Билл спросил Олега об отношении людей к вторжению в Венгрию в 1956 году.
«Думаю, немногие понимали, почему там произошло восстание, но люди верили, что это была попытка захвата власти правыми и что мы правильно сделали, когда подавили ее».
Мы расстались с Олегом, договорившись встретиться вечером в гостинице, и продолжили свою прогулку по парку. Густые листья, казалось, поглощали жару, но в воздухе было полно мух. В аллеях родители толкали перед собой детские коляски, женщины прогуливались под руку. Яркий солнечный свет пробивался сквозь деревья, и они отбрасывали густую тень на аллеи, а ветки и листья образовывали плотный навес над извилистыми грунтовыми дорожками. Встречались и мужчины в военной форме, и легко было представить себе потенциал армии, состоявшей из таких людей, как жители Шадринска, которые бы шли в бой, уверенные в своей правоте, но не имея ясного представления, за что они воюют.
Вечером в гостиничном ресторане мы увидели Олега, сидевшего вместе с несколькими друзьями, и присоединились к ним. После тостов за «мир» и «дружбу» Олег разволновался. «Скажите Картеру, — говорил он, — что русские не хотят воевать. Скажите ему, что мы умеем воевать, но не хотим войны». Он залпом выпил бокал водки, а потом прочитал стихотворение Евтушенко «Хотят ли русские войны». А прочитав, несколько раз повторил во весь голос: «РУССКИЕ НЕ ХОТЯТ ВОЙНЫ, РУССКИЕ НЕ ХОТЯТ ВОЙНЫ, РУССКИЕ НЕ ХОТЯТ ВОЙНЫ!»
Тут вмешался друг Олега Витя, сказав, что события в Афганистане доказывают, что Советский Союз никогда не бросает друзей в беде.

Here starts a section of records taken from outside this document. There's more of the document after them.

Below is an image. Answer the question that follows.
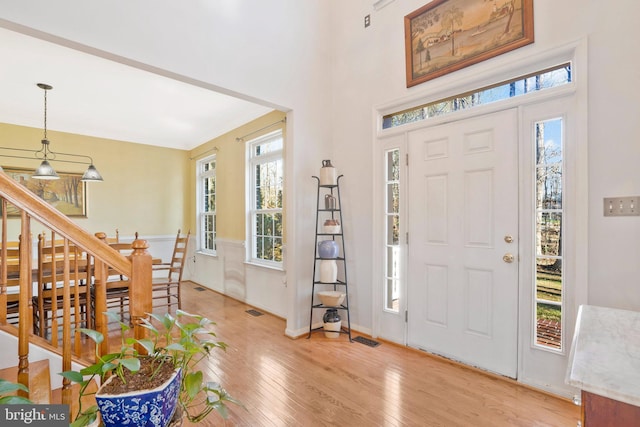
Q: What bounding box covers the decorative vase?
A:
[322,308,342,338]
[324,194,336,211]
[95,369,181,427]
[318,240,340,259]
[320,259,338,283]
[322,219,340,234]
[320,160,336,185]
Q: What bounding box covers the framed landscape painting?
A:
[4,167,87,217]
[404,0,534,87]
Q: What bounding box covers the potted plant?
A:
[61,310,242,427]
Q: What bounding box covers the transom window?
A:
[197,155,216,255]
[382,63,572,129]
[248,130,284,267]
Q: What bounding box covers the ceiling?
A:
[0,28,273,150]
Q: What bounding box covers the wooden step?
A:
[0,359,52,404]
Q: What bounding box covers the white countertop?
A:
[566,305,640,406]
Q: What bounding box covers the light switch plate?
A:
[603,196,640,216]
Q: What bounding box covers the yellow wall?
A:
[190,111,286,241]
[0,123,192,238]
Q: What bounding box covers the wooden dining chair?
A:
[32,233,92,344]
[152,230,191,312]
[91,241,133,322]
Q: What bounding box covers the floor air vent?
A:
[353,337,380,347]
[247,309,262,316]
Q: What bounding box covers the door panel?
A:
[408,110,518,377]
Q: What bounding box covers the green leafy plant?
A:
[60,310,242,427]
[0,379,32,405]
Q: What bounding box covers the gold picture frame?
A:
[4,167,87,218]
[404,0,534,87]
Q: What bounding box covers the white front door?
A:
[407,110,518,378]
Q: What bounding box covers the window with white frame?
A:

Я спросил Витю, не беспокоит ли его тот факт, что СССР заявил о своем намерении помочь правительству Афганистана, но афганский президент Хафизулла Амин был убит советскими войсками сразу же после их появления. Витя задумался, и мне показалось, что этот вопрос приходил ему в голову.
«Могло быть два правительства, — предположил он наконец, — одно — народное, другое — антинародное. Мы поддерживали народное правительство Бабрака Кармаля. Мы всего не знаем. Что там наверху в политике, мы не видим. Нам видно только то, что нам известно, а нам известно недостаточно для того, чтобы выработать свою точку зрения».